The future ambition of SUSPACC is to increase their efforts regarding the development of sustainable products. SUSPACC wants to extend their network in order to get more cooperation with other European companies and organizations for sustainable developments.

AEP Polymers is an innovation based company located in Northern Italy that develops new polymers and formulations starting from bio-based raw materials (purified natural oils or molecular building blocks from fermentation/biorefinery processes).

AEP Polymers focuses on applied R&D in the field of industrial polymers and intelligent formulations from non-edible biomasses, from algae and fish oils to bio-aromatics, like Cashew Nut Shell Liquid (CNSL) and lignin. Their peculiar chemical structures are a perfect starting point to pursue innovative chemical routes and deliver performing materials for demanding industrial applications in composites, polyurethanes, coatings and adhesives.

The company was born in 2013 from the idea of 4 researchers in the biopolymers field and the financial backup of a Luxembourg-based investor. AEP focuses mainly on applied research, bespoke formulation and process troubleshooting, scale-up and industrialization of the new developed polymers and formulations.

AEP also performs preliminary market evaluation and market penetration analysis to identify the key properties that the new materials should exhibit and the best angle to generate customer interest/acceptance. AEP does not perform direct production above the lab-scale but teams up with industrial partners that follow the scale-up, logistics and commercialization aspects.

A4F is a biotechnology company, located in Portugal, with more than 20 years of accumulated experience in microalgae Research & Development and microalgae production (up to industrial scale).

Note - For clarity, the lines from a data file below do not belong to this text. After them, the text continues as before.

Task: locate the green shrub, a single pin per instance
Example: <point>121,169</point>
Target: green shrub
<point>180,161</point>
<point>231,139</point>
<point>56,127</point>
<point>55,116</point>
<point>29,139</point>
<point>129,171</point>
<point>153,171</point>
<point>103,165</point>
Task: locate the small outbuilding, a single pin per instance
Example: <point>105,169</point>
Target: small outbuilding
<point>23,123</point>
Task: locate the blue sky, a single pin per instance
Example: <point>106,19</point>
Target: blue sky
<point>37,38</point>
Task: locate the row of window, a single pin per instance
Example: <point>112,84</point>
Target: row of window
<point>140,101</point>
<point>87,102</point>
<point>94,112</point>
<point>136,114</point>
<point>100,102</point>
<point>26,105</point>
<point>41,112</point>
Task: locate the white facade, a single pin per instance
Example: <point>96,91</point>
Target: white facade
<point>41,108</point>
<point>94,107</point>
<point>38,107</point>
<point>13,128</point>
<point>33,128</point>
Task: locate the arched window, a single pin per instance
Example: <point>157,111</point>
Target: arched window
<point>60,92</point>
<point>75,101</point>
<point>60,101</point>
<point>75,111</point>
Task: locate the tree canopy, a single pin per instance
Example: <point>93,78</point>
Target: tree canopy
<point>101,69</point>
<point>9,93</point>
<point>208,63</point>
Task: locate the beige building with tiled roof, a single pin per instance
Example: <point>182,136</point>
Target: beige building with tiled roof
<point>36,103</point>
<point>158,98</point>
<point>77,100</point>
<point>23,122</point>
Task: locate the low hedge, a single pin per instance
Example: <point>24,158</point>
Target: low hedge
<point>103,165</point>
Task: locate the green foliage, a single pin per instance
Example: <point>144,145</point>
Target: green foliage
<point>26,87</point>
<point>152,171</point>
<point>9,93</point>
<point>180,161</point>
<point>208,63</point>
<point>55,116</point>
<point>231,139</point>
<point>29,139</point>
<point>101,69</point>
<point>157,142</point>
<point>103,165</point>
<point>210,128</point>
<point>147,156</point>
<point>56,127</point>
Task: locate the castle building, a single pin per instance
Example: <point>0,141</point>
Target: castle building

A4F is specialized in the design, build, operation and transfer (DBOT) of commercial-scale microalgae production units, using different technologies that better adapt to our Customers' business.

Complementing our long experience, A4F distinguishes itself through its methodology which includes sealing-up from prototypes in our Experimental Unit in Lisbon to large-scale facilities. Additionally, A4F also develops standard operating procedures for optimized microalgae production, according to production goals and with industry best practices.

A4F has a very close relationship with the leading research groups in national and international universities and institutes in microalgae biotechnology (and related R&D fields), as well as with the largest microalgae producers worldwide. This international networking positions A4F as the first choice for any large-scale contract as the best specialist company in most aspects of microalgae production.

A4F is associated with an innovative project, the first dedicated multi-process and multi-product microalgae biorefinery plant worldwide, that aims to achieve a sustainable and economically viable solution for the production of proteins and other high value products from microalgae biomass.